Assignment 9. SSH setup and use in applications

Laboratory

Use OpenSSH to establish convenient logins, so you should use ssh-agent on your host to manage authentication. That is, you should be able to log out of a host (dropping all your connections to it), then log back in, type your passphrase once to ssh-agent, and then be able to use ssh to connect to any of your other hosts, without typing any passwords or passphrases.

You should also use port forwarding so that you can run a command on a remote host that displays on your host. For example, you should be able to log into a remote host, type the command xeyes, and get a graphical window on your display. You will need to use ssh -X and/or ssh -Y when you use port forwarding.

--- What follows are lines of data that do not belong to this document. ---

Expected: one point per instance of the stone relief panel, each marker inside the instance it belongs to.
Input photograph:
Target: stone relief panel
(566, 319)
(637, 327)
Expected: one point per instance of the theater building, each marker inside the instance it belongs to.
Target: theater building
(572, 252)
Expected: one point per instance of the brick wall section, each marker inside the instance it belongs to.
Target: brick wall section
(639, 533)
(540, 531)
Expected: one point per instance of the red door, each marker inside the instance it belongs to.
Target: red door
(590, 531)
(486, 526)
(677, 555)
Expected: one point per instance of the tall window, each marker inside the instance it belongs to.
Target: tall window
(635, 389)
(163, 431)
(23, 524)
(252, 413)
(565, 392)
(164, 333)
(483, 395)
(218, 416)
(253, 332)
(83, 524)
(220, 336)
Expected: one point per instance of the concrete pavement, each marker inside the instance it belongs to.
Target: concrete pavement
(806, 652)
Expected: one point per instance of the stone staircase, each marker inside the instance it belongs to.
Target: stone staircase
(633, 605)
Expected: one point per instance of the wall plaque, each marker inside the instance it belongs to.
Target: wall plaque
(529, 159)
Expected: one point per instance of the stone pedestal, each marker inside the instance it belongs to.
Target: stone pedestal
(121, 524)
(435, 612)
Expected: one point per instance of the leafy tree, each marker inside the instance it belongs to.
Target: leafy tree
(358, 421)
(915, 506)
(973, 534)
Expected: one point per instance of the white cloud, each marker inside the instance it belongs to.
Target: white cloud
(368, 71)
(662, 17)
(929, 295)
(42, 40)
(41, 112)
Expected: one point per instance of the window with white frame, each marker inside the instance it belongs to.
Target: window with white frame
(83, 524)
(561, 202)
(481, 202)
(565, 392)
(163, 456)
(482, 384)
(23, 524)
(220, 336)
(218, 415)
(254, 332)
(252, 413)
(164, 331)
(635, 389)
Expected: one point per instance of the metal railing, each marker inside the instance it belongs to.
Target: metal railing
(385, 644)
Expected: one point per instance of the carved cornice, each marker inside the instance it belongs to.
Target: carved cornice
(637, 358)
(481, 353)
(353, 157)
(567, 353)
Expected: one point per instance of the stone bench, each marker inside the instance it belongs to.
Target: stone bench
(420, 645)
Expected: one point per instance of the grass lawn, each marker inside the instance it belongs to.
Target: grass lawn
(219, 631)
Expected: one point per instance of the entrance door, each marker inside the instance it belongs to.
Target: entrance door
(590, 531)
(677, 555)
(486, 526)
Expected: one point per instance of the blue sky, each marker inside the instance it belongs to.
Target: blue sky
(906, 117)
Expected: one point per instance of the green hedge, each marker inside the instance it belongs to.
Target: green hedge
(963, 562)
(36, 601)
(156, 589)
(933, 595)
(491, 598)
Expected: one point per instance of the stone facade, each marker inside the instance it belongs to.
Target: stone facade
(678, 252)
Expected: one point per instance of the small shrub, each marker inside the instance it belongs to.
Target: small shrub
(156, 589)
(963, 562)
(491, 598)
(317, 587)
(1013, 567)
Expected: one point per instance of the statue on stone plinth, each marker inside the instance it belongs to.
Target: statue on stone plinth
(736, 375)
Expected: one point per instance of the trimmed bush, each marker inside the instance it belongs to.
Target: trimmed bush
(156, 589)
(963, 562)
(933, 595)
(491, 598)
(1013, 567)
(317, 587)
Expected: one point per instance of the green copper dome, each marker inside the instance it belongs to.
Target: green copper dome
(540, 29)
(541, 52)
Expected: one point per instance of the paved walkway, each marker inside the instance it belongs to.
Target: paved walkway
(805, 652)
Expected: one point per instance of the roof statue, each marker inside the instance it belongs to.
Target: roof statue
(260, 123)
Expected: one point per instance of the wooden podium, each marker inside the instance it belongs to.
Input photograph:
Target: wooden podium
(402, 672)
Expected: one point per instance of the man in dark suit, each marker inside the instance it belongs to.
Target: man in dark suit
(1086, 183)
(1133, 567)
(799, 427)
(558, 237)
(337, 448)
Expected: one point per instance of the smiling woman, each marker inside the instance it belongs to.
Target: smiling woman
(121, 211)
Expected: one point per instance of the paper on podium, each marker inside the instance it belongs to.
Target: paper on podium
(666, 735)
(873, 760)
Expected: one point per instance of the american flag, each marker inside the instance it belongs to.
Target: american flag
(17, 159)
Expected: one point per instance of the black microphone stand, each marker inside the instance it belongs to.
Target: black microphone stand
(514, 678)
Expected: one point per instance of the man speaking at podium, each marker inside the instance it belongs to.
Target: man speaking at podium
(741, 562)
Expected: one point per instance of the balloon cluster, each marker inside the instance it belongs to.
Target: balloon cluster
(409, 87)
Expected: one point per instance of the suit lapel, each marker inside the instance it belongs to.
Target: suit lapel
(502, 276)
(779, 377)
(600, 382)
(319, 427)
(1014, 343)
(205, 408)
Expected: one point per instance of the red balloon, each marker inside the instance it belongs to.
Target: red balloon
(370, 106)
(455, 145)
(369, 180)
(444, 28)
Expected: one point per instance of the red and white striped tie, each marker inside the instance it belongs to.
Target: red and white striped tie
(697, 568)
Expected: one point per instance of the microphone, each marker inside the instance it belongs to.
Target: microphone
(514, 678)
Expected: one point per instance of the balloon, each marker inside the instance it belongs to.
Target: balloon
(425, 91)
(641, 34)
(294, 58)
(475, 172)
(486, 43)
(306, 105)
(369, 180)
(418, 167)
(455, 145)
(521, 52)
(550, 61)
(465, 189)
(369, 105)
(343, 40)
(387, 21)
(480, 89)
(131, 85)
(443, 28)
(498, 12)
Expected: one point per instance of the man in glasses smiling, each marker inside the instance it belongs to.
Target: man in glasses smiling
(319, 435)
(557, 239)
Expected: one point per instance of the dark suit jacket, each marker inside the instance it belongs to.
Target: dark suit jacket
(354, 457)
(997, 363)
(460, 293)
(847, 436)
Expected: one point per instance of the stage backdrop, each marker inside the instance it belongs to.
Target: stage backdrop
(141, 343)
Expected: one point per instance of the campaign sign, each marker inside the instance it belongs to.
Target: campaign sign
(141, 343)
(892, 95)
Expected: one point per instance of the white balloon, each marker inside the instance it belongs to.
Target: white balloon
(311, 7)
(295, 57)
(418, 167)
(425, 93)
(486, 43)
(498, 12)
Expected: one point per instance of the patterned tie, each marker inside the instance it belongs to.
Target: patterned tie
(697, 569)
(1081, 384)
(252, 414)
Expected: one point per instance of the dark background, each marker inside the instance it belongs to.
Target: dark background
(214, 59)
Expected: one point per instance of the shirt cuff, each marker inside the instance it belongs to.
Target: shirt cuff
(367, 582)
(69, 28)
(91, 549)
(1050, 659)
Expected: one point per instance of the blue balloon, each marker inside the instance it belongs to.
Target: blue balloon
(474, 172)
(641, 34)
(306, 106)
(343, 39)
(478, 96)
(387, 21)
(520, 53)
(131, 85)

Finally, you should be able to do a multihop or “daisy-chain” connection conveniently. For example, you should be able to ssh into lnxsrv07, and then from lnxsrv07 to lnxsrv09, and so on. You want these daisy chains to be convenient as possible. On SEASnet this is merely an exercise, since you can connect to any one of the lnxsrv* hosts as well as any of the others; but in the real world these sorts of connections are useful when for security reasons one cannot connect to an inner server directly. Investigate Transparent Multi-hop SSH and see which technique works best for you.

Keep a log of every step you personally took during the laboratory to configure your or your team members' hosts, and what the results of the step were. The idea behind recording your steps is that you should be able to reproduce your work later, if need be.

Homework

On the SEASnet GNU/Linux servers, use GNU Privacy Guard's shell commands to create a key pair. Use GPG version 2. Export the public key, in ASCII format, into a file hw-pubkey.asc. Use this key to create a detached signature for your submission so that the commands described below can successfully verify it.

If you are creating a key pair on the SEASnet GNU/Linux servers, you may exhaust its entropy pool as described in Launchpad bug 706011. The symptom will be a diagnostic saying "It is a good idea to perform some other action (type on the keyboard, move the mouse, utilize the disks) during the prime generation; this gives the random number generator a better chance to gain enough entropy." Since you can't use the keyboard or mouse on the SEASnet servers, you'll have to use the disks, for example, by using the find command to copy every readable file to /dev/null; this is something that you can do in another session that is logged into the same machine. Please remember to interrupt the find once the key pair is generated, so that you don't tie up the server unnecessarily.

Briefly answer the following questions.

  1. Suppose the other teams really had been observing all the bytes going across the network in your lab exercise. Is your resulting network still secure? If so, explain why, and explain whether your answer would change if (1) you assumed the other teams had also tapped your keyboards after you completed all client-server setup and had thereby obtained your team's keystrokes during later operation, or (2) you are booting off USB and you assume the other teams temporarily had physical control of the USB. If not, explain any weaknesses of your team's setups, focusing on possible attacks by such outside observers.
  2. Explain why the gpg2 --verify command in the following instructions doesn't really verify that you personally created the file in question. How would you go about fixing this problem?

Submit

Submit five files, as follows:

  1. The file hw-pubkey.asc as described above.
  2. A copy of your lab log, as a file log.txt.
  3. The answers to the homework, as a file hw.txt. This and log.txt should both be ASCII text files, with with no more than 200 columns per line.

The following shell commands should work:

mkdir -m go-rwx .gnupg
gpg2 --homedir .gnupg --import hw-pubkey.asc
awk '200 < length' log.txt hw.txt

The gpg2 --verify command should say "Good signature". The last awk command should output nothing.